Война по-прежнему шумит, а вот транспорта больше не слышно — умолкли привычные автомобильные гудки, прорывавшиеся и сквозь автоматные очереди, и сквозь уханье орудий. Люди бросают город. Он попытался мысленно нарисовать картину запустения — длинную анфиладу руин на месте бывшего проспекта, свою последнюю печальную усладу, — и опять не вышло.
Оглянуться ему не на что, кроме жалких обрывков. Вся энергия, материя и гравитация — впереди, грядущее обступает со всех сторон, как говорят люди — ну да, люди скажут… Обступает изнурительно медленно, никак не наступит.
Мешки — чушь какая-то. Почему у них обоих на головах мешки? Чтобы не быть опознанным в каком-то крайне маловероятном будущем, мальчику достаточно одного мешка — своего. Если же мальчик хочет, чтобы на голове у пленника был мешок, мешок без прорезей для глаз, переносная темница, средство наказания, тогда самому мальчику мешок не нужен. А кормить пленника можно и через отверстие для рта.
В тусклой мгле — два образа. Бабушка, которую приходилось привязывать к стулу. Пьяный отец, сидящий на унитазе, спущенные штаны забрызганы блевотиной.
Только бумага сможет впитать его одиночество и муки. Написанные слова смогут открыть ему, кто он такой.
Он знал, что иногда мальчик прикидывается, будто уходит, а сам остается наблюдать за ним. Он — самоличное открытие мальчика, пойманный им солнечный зайчик. Ощущая сгусток человеческого присутствия, он точно знал, где находится мальчик, — и недвижно лежал на матрасе, созерцая мертвенный покой, все то время, пока мальчик стоял и смотрел.
Маленькие непостижимые образы под мешком.

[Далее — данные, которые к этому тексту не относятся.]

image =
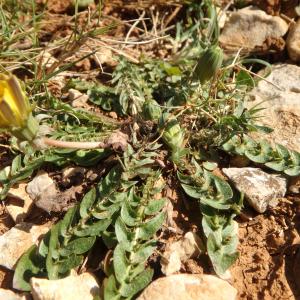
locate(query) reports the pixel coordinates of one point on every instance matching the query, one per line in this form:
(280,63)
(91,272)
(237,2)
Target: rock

Единственный способ оказаться в мире — вписать себя в него карандашом, чернилами, авторучкой. Его мысли и слова умирают. Дайте ему написать десять слов, и он снова вернется к жизни.
Сюда его привезли в машине без одной дверцы.
Мокрый клочок бумаги и карандаш, обгрызенный собакой. Он выписался бы, как выговариваются, извергнул бы на страницу ужас, переполняющий его душу и тело.
Есть ли время для последней мысли?
Он почувствовал, что мальчик стоит у двери, и попытался увидеть его лицо в зеркале слов, вообразить, как он выглядит, кожу, глаза, форму носа, каждую черту поверхности, зовущейся лицом, если можно сказать, что у него есть лицо, если поверить, будто под мешком действительно что-то есть.
Прислушавшись к разговору за соседним столиком, Билл понял, что оказался в обществе британских ветеринаров. Двое мужчин и женщина. Он посмотрел на кушанье, стоящее перед женщиной, показал на него пальцем. Официант, накорябав что-то в блокноте, отошел. Билл залпом выпил свой бренди.
Встал, прихватив с собой пустую рюмку, наклонился к ветеринарам.
— Не согласитесь ли, — сказал он, — оказать услугу писателю, ответив на пару вопросов. Видите ли, я сейчас работаю над куском, где требуются познания профессионального медика, и, поскольку мне нужна небольшая консультация, я бы, с вашего позволения, отвлек вас на полминуты.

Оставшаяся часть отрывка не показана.